Apr 26, 2012, 2:11 PM

Future in Our Hands (FIOH) has supplied D330, 000 worth of food aid to sixteen communities in the Lower, Upper and Central River regions to help tackle the worst effects of the food shortage in The Gambia.

A news release from the organisation said FIOH has provided significant cash amounts to local communities to enable them to purchase a stock of cereals to top up community cereal banks.

FIOH has previously established a series of cereal banks in these communities, and has provided training on effective storage, seed selection and proper stock management.

This initiative has already helped these villages to ensure that they have access to a consistent supply of food during the so called “hungry period” between harvests.

However, the pending food shortage meant that the cereal banks were unable to cope with the unprecedented demand, and so extra stock was needed, Bubacarr Camara, senior programme officer at FIOH said.

“The rationale behind the additional support of the cash amounts is to respond to the national call for disaster relief for the crop failures.The money has been used to purchase additional cereals within the locality and from Lumoo markets.

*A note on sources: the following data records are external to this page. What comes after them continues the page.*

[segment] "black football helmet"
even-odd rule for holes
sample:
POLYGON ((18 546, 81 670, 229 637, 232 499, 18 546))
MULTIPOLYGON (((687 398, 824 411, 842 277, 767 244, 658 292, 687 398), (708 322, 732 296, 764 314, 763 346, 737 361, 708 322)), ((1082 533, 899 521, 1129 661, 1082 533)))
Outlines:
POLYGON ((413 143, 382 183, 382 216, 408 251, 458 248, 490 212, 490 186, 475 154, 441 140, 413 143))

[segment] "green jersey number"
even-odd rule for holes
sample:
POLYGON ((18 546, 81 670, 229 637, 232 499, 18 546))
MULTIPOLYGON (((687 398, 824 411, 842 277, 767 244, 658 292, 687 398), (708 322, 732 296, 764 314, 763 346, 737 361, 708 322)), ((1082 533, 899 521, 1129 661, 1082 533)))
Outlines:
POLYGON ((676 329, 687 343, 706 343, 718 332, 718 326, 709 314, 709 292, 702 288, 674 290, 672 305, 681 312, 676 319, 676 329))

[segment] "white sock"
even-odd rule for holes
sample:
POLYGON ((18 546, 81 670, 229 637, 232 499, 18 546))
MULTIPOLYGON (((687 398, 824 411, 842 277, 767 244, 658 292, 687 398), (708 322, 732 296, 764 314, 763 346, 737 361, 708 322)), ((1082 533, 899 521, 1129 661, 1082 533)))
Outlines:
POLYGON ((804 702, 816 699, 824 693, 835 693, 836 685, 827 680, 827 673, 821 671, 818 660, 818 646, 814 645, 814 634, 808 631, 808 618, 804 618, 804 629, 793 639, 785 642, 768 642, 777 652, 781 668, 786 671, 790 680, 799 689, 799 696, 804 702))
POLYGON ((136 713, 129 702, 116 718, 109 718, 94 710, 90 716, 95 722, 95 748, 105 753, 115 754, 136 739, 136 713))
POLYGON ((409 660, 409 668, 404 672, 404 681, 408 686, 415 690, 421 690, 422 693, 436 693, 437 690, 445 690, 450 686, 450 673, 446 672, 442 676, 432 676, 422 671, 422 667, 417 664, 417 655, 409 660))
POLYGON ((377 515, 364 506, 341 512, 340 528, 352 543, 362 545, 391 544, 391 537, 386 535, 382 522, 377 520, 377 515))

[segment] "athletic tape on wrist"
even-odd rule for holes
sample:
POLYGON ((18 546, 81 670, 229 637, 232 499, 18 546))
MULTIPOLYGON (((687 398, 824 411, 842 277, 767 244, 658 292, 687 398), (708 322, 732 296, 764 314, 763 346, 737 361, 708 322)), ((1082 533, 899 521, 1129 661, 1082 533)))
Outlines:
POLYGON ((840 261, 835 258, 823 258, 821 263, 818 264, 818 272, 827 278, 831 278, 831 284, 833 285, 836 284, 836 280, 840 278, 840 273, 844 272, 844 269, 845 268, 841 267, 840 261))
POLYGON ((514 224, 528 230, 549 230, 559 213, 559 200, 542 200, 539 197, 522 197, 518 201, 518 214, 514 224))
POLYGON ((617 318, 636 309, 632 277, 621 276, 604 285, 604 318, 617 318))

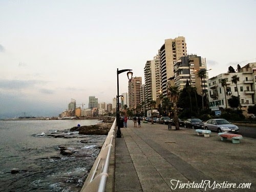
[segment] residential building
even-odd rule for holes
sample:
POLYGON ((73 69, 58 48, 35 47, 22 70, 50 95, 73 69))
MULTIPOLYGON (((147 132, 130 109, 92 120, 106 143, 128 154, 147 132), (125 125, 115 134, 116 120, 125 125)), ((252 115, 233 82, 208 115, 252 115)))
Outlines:
POLYGON ((255 103, 255 82, 256 62, 246 65, 239 72, 222 73, 209 79, 207 83, 209 108, 213 111, 225 108, 226 106, 230 108, 228 99, 232 95, 239 95, 241 109, 247 110, 248 106, 255 103), (234 75, 237 75, 237 88, 232 82, 232 77, 234 75), (221 86, 222 79, 226 79, 225 88, 221 86))
POLYGON ((108 113, 112 113, 112 103, 108 103, 106 104, 106 110, 108 111, 108 113))
POLYGON ((76 108, 76 101, 74 99, 71 99, 71 102, 69 103, 68 110, 71 111, 75 111, 76 108))
POLYGON ((129 108, 135 109, 135 112, 136 106, 140 105, 142 84, 141 77, 133 77, 129 82, 129 108))
POLYGON ((113 98, 112 99, 112 113, 113 114, 115 114, 116 113, 116 107, 117 107, 117 100, 116 99, 116 98, 113 98))
POLYGON ((94 108, 98 108, 98 98, 95 98, 95 96, 89 96, 89 107, 91 110, 94 108))
POLYGON ((168 87, 174 86, 174 64, 182 56, 187 55, 185 37, 179 36, 175 39, 164 40, 164 44, 159 50, 161 72, 162 93, 167 96, 168 87))
POLYGON ((197 55, 188 55, 181 57, 174 66, 174 83, 179 90, 183 90, 187 80, 191 87, 195 87, 198 94, 207 93, 208 91, 207 80, 208 78, 205 58, 197 55), (204 78, 201 79, 198 72, 206 71, 204 78))
POLYGON ((129 95, 128 93, 123 93, 121 95, 123 97, 122 101, 121 100, 121 107, 123 108, 124 105, 126 105, 128 107, 129 106, 129 95))
POLYGON ((159 57, 157 55, 152 60, 147 60, 144 68, 145 78, 145 98, 144 101, 147 105, 148 100, 156 101, 161 90, 160 66, 159 57))
POLYGON ((81 117, 81 111, 82 110, 80 106, 76 108, 75 111, 75 116, 76 117, 81 117))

“This stock of newly purchased cereals has been added to the already established cereal banks in the assisted villages. As of now, the cereal banks have recovered up to 80-100% capacity which will help to provide a buffer against the most serious effects of the food shortage.

“We decided that strengthening the existing cereal banks with additional food stock so as to reduce the impact of general food shortages, especially during the planting period is more sustainable and long lasting.

“We have already provided training on how to best utilise these cereal banks, and we intend to roll out more capacity building to educate the cereal bank operators, mainly School Management Committees (SMCs) and Village Development Committees (VDCs), on how to make best use of them.”

The cereal banks are managed in such a way that the vulnerable and the less privileged in the assisted villages are given the priority to benefit, which are repaid in kind with reasonable interest at harvest - determined by the people themselves to ensure growth.

It is estimated that up to one million people in The Gambia may require food assistance, due to the current food shortage.